A correlation matrix showing relationship among multiple variables

PROBLEM QUESTIONS

1. Which is the most popular app category?

2. Which Category has largest number of installations?

3. What are the Top 5 most installed Apps in Each popular Categories?

4. How many apps are there on Google Play Store which get 5 ratings?

# Most popular App Category
category_counts = df_copy['Category'].value_counts()
category_percentages = (category_counts / len(df_copy)) * 100
category_order = category_counts.index

# Create the count plot with category order
sns.countplot(y='Category', data=df_copy, order=category_order, palette='Set1')

# Add percentage labels to the bars
for index, value in enumerate(category_counts):
    percentage = category_percentages[index]
    plt.text(value, index, f'{percentage:.1f}%', va='center', ha='left', color='black')

# Adding title and labels
plt.title('Most Popular App Category')
plt.xlabel('')
plt.ylabel('')
plt.show()

#Category with the largest number of installation
df_cat_installs = df_copy.groupby(['Category'])['Installs'].sum().sort_values(ascending= False).reset_index()
df_cat_installs.Installs = df_cat_installs.Installs/1000000000
print(df_cat_installs.Installs)
df2 = df_cat_installs.head(10)
plt.figure(figsize = (8,6))
sns.set_context("talk")
sns.set_style("darkgrid")

ax = sns.barplot(x = 'Installs' , y = 'Category' , data = df2, color="#74B72E")
ax.set_xlabel('No. of Installations in Billions')
ax.set_ylabel('')
ax.set_title("Most Popular Categories in Play Store", size = 12)
ax.set_xticklabels(ax.get_xticklabels(), fontsize=8) 
ax.set_yticklabels(ax.get_yticklabels(), fontsize= 8)

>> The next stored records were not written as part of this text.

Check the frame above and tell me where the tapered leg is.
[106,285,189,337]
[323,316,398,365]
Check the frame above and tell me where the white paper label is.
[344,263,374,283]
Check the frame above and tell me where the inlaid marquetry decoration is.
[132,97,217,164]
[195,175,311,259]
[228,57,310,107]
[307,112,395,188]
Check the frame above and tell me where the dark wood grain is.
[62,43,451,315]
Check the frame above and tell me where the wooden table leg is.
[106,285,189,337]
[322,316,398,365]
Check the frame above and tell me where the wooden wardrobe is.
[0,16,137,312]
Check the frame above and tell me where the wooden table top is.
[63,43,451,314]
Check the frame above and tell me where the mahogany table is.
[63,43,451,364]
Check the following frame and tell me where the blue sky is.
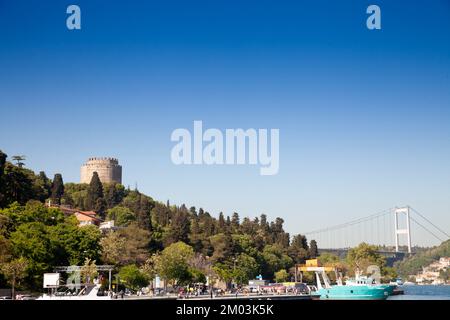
[0,0,450,248]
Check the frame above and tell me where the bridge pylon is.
[394,206,411,253]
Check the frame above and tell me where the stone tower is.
[80,158,122,183]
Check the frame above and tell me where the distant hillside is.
[396,240,450,277]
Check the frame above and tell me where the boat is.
[345,274,397,296]
[316,271,393,300]
[37,283,113,300]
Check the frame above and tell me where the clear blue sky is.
[0,0,450,244]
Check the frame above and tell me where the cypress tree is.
[51,173,64,204]
[218,212,227,233]
[86,172,103,210]
[309,240,319,259]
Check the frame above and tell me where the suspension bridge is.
[303,206,450,255]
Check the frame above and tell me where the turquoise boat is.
[316,272,394,300]
[318,285,389,300]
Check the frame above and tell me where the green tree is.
[86,172,103,214]
[309,240,319,259]
[80,258,98,283]
[288,234,309,264]
[346,242,386,274]
[275,269,289,283]
[0,257,28,299]
[34,171,52,202]
[100,223,150,266]
[106,206,136,227]
[51,173,64,204]
[155,242,194,285]
[233,253,259,285]
[218,212,226,233]
[262,244,293,279]
[165,208,190,246]
[118,264,149,291]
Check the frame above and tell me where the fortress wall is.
[80,158,122,183]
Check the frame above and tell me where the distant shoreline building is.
[80,157,122,183]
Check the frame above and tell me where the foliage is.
[106,206,136,227]
[275,269,289,283]
[80,258,98,283]
[0,257,28,299]
[154,242,194,284]
[51,173,64,204]
[100,223,150,265]
[346,242,386,274]
[119,264,149,291]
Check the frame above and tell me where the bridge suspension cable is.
[303,209,392,235]
[410,207,450,239]
[410,217,444,242]
[302,206,450,250]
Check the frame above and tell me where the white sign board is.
[44,273,59,288]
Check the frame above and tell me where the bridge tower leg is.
[394,206,411,253]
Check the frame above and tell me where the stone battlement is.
[80,157,122,183]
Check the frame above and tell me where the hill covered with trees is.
[0,152,318,290]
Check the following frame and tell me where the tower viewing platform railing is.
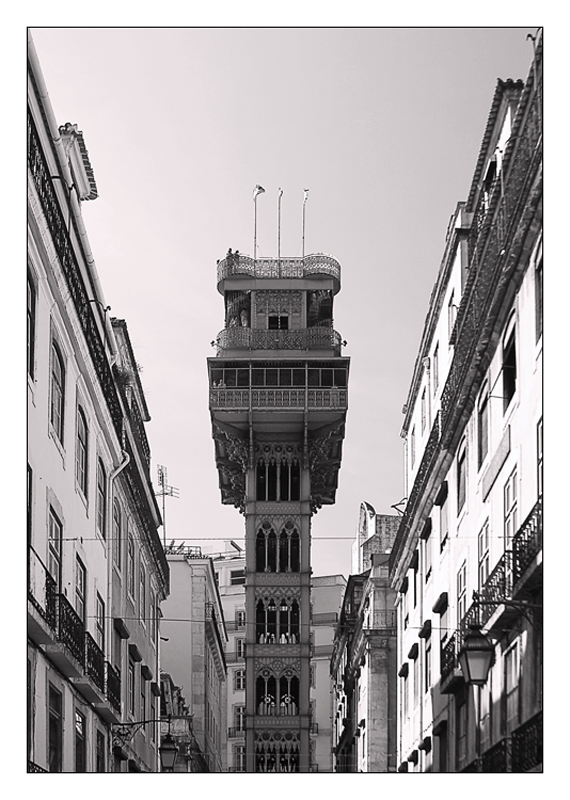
[215,327,346,356]
[218,253,340,294]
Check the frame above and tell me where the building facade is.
[27,38,168,772]
[390,41,542,772]
[208,251,349,772]
[330,503,399,772]
[161,545,227,772]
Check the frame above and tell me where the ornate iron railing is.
[28,761,48,772]
[210,389,348,410]
[441,67,542,444]
[105,661,121,713]
[216,327,342,355]
[218,253,340,283]
[58,594,85,665]
[481,738,511,772]
[28,547,57,630]
[513,497,542,583]
[28,113,123,438]
[85,633,105,692]
[478,550,513,625]
[512,711,542,772]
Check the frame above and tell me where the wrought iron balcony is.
[85,633,105,692]
[218,253,340,291]
[210,389,348,411]
[512,711,542,772]
[513,497,542,584]
[481,737,511,772]
[28,547,57,641]
[57,594,85,666]
[216,327,342,356]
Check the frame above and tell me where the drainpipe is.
[28,31,117,366]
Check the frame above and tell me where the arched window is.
[50,341,65,444]
[75,406,88,497]
[96,458,107,539]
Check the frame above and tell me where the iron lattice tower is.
[208,251,350,772]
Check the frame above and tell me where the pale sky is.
[32,28,536,576]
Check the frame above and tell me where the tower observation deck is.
[208,251,350,773]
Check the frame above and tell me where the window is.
[504,469,517,549]
[75,709,87,772]
[28,272,36,378]
[447,292,457,339]
[477,387,489,467]
[432,342,439,397]
[230,569,245,586]
[75,406,88,497]
[536,419,542,497]
[477,521,489,590]
[48,506,63,591]
[48,683,63,772]
[97,458,107,539]
[534,256,543,342]
[234,744,245,772]
[95,730,106,772]
[75,556,87,625]
[457,561,467,628]
[127,661,135,717]
[234,706,245,732]
[503,328,517,413]
[457,445,467,513]
[139,558,146,625]
[503,639,520,736]
[113,500,123,569]
[95,593,105,650]
[424,639,431,692]
[127,533,135,598]
[50,341,65,444]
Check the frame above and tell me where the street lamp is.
[158,733,178,772]
[458,625,495,686]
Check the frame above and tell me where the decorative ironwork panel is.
[58,594,85,664]
[512,711,542,772]
[85,633,105,692]
[513,497,542,583]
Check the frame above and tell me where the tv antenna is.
[156,464,180,548]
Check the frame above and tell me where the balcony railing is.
[218,253,340,284]
[481,738,511,772]
[513,497,542,583]
[216,327,342,356]
[512,711,542,772]
[28,547,57,630]
[85,633,105,692]
[210,389,348,411]
[58,594,85,665]
[105,661,121,714]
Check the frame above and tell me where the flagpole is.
[277,188,283,277]
[303,189,309,259]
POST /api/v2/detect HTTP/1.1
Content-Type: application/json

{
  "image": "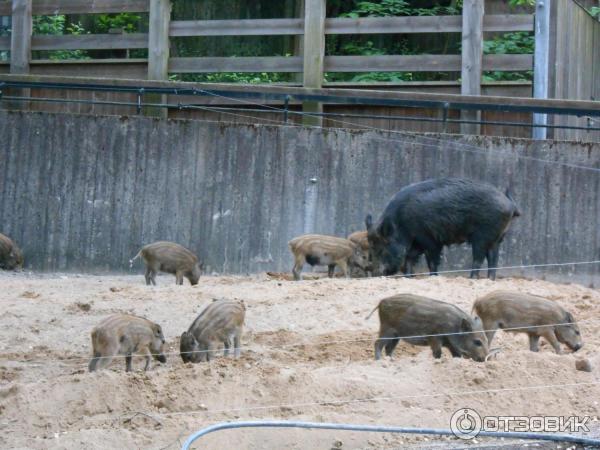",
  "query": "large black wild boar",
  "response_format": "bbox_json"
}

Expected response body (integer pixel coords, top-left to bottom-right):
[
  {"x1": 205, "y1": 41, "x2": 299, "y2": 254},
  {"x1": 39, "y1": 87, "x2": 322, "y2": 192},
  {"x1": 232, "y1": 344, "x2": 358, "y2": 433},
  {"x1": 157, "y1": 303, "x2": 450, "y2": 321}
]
[{"x1": 366, "y1": 178, "x2": 520, "y2": 280}]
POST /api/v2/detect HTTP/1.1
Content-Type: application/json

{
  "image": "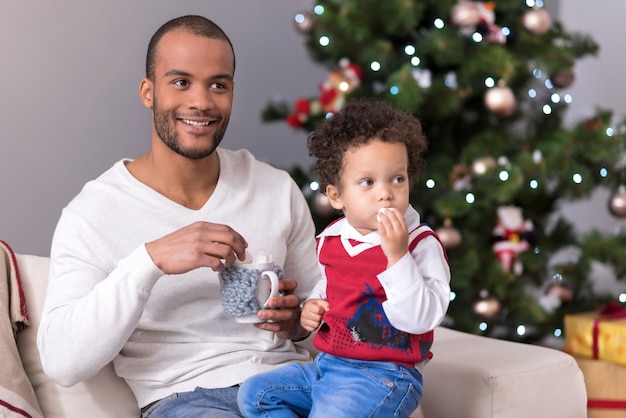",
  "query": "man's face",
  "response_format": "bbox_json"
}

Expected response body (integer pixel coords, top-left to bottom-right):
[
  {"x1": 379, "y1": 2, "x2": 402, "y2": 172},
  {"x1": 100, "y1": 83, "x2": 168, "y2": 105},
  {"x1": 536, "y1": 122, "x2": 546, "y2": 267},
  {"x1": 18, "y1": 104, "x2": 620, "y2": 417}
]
[{"x1": 144, "y1": 31, "x2": 234, "y2": 159}]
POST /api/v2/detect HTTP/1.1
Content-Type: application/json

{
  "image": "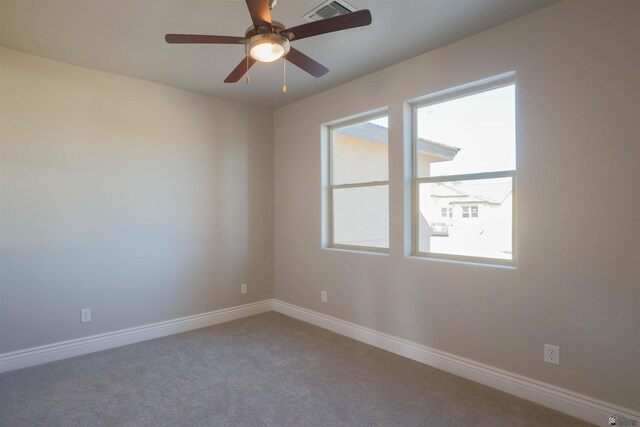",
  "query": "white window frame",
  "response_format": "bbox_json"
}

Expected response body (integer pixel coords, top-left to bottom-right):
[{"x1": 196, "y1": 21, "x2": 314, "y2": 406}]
[
  {"x1": 326, "y1": 110, "x2": 391, "y2": 254},
  {"x1": 410, "y1": 73, "x2": 518, "y2": 267}
]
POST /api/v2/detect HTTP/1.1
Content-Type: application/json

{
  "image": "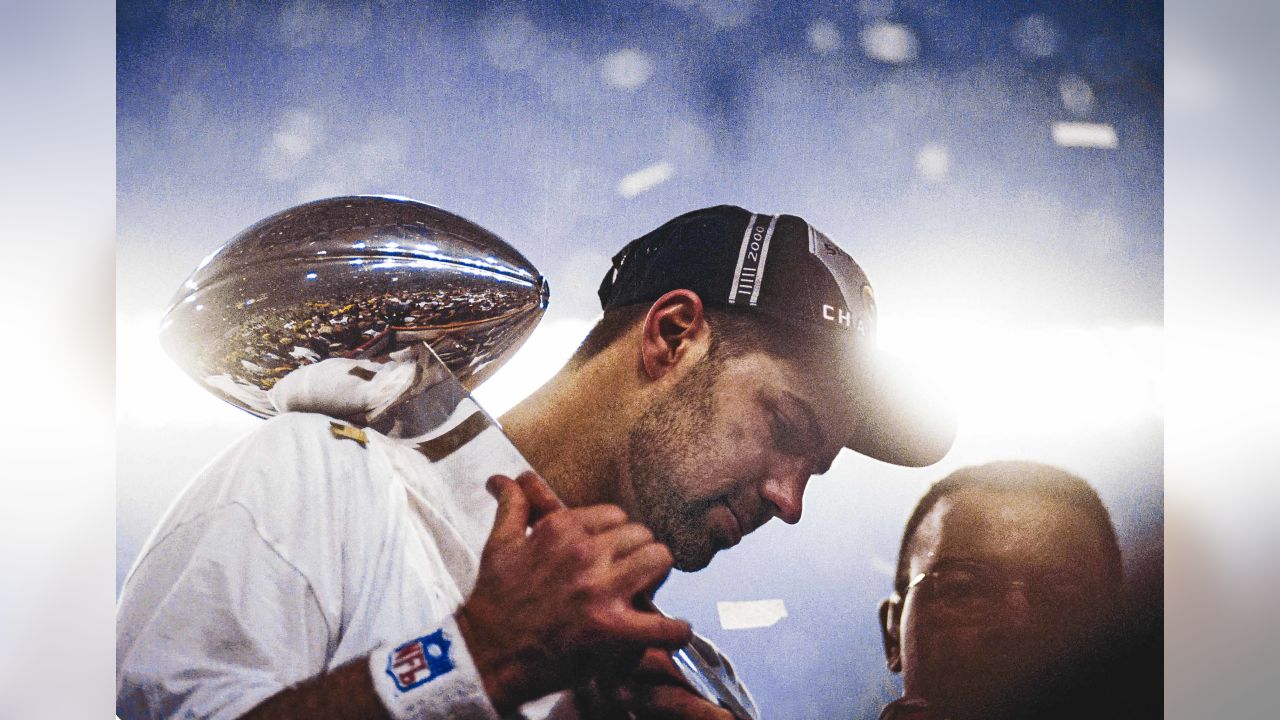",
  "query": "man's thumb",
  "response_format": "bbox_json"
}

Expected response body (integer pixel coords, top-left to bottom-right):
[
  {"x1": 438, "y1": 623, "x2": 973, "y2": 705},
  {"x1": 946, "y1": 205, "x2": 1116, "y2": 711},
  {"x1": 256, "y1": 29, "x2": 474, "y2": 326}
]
[{"x1": 485, "y1": 475, "x2": 529, "y2": 542}]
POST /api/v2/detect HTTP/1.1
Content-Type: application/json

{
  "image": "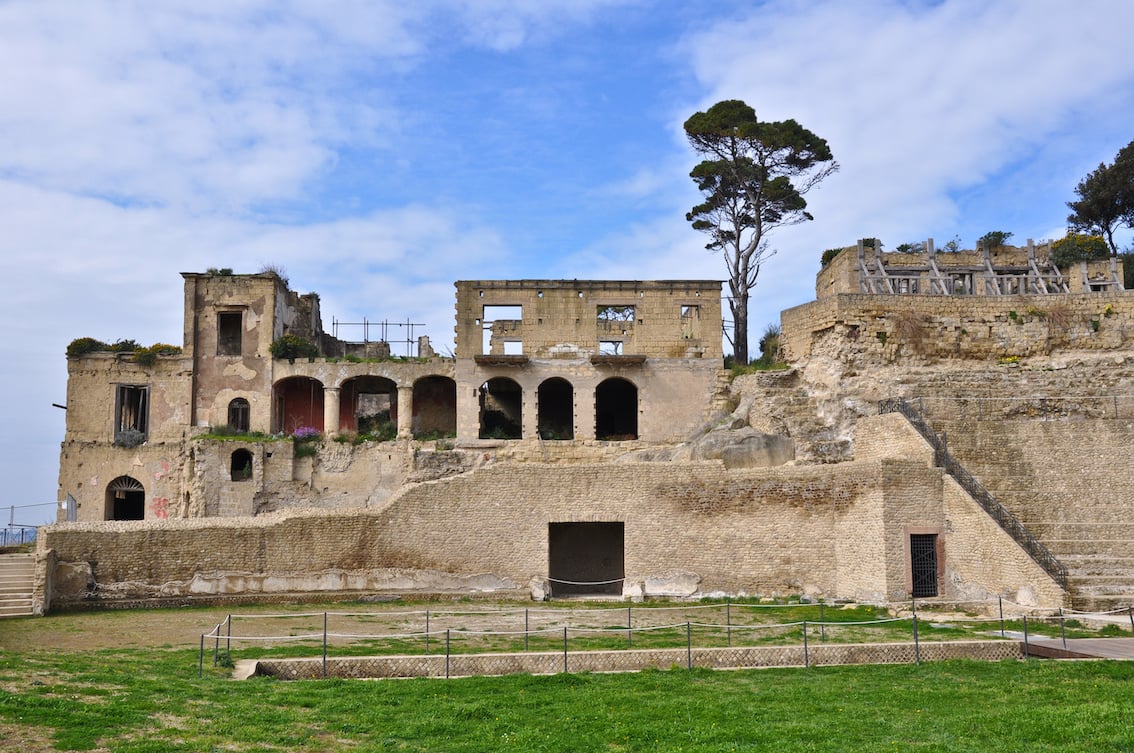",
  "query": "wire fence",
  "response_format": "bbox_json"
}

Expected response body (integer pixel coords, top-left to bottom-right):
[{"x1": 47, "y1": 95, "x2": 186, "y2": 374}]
[{"x1": 198, "y1": 600, "x2": 1134, "y2": 677}]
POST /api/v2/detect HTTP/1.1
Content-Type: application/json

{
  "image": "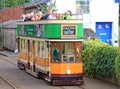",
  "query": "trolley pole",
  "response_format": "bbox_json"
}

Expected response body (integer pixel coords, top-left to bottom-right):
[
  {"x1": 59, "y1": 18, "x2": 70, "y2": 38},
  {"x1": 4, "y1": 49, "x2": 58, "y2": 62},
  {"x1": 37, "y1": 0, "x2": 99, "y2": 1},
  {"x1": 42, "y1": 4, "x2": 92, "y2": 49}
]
[{"x1": 0, "y1": 2, "x2": 3, "y2": 50}]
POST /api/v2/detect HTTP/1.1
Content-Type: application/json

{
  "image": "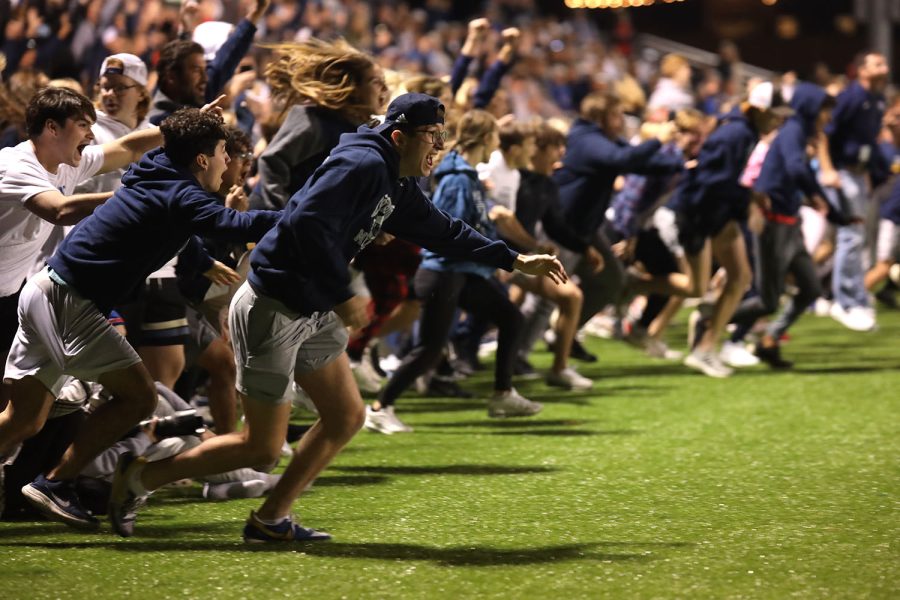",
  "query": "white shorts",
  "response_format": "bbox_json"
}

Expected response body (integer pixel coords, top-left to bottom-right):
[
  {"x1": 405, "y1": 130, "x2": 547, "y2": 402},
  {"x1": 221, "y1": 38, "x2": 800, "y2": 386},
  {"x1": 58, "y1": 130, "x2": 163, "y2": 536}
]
[
  {"x1": 3, "y1": 267, "x2": 141, "y2": 396},
  {"x1": 228, "y1": 282, "x2": 349, "y2": 404},
  {"x1": 875, "y1": 219, "x2": 900, "y2": 262}
]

#Top 5 most installed Apps in each category
dfa = df_copy.groupby(['Category' ,'App'])['Installs'].sum().reset_index()
dfa = dfa.sort_values('Installs', ascending = False)
apps = ['GAME', 'COMMUNICATION', 'TOOLS', 'PRODUCTIVITY', 'SOCIAL' ]
sns.set_context("poster")
sns.set_style("darkgrid")

plt.figure(figsize=(40,30))

for i,app in enumerate(apps):
    df2 = dfa[dfa.Category == app]
    df3 = df2.head(5)
    plt.subplot(4,2,i+1)
    sns.barplot(data= df3,x= 'Installs' ,y='App' )
    plt.xlabel('Installation in Millions')
    plt.ylabel('')
    plt.title(app,size = 20)
    
plt.tight_layout()
plt.subplots_adjust(hspace= .3)
plt.show()

#Apps with 5 star ratings
rating = df_copy.groupby(['Category','Installs', 'App'])['Rating'].sum().sort_values(ascending = False).reset_index()
toprating_apps = rating[rating.Rating == 5.0]
print("Number of 5.0 rated apps is",toprating_apps.shape[0])
toprating_apps.head(1)

Conclusion
GooglePlayStoreAnalysis , contains the complete analysis, along with insights and observations. It serves as a comprehensive guide, walking through each step of the Exploratory Data Analysis (EDA) process.
This guide provides a deeper understanding of the dataset, and the methodologies applied in the analysis.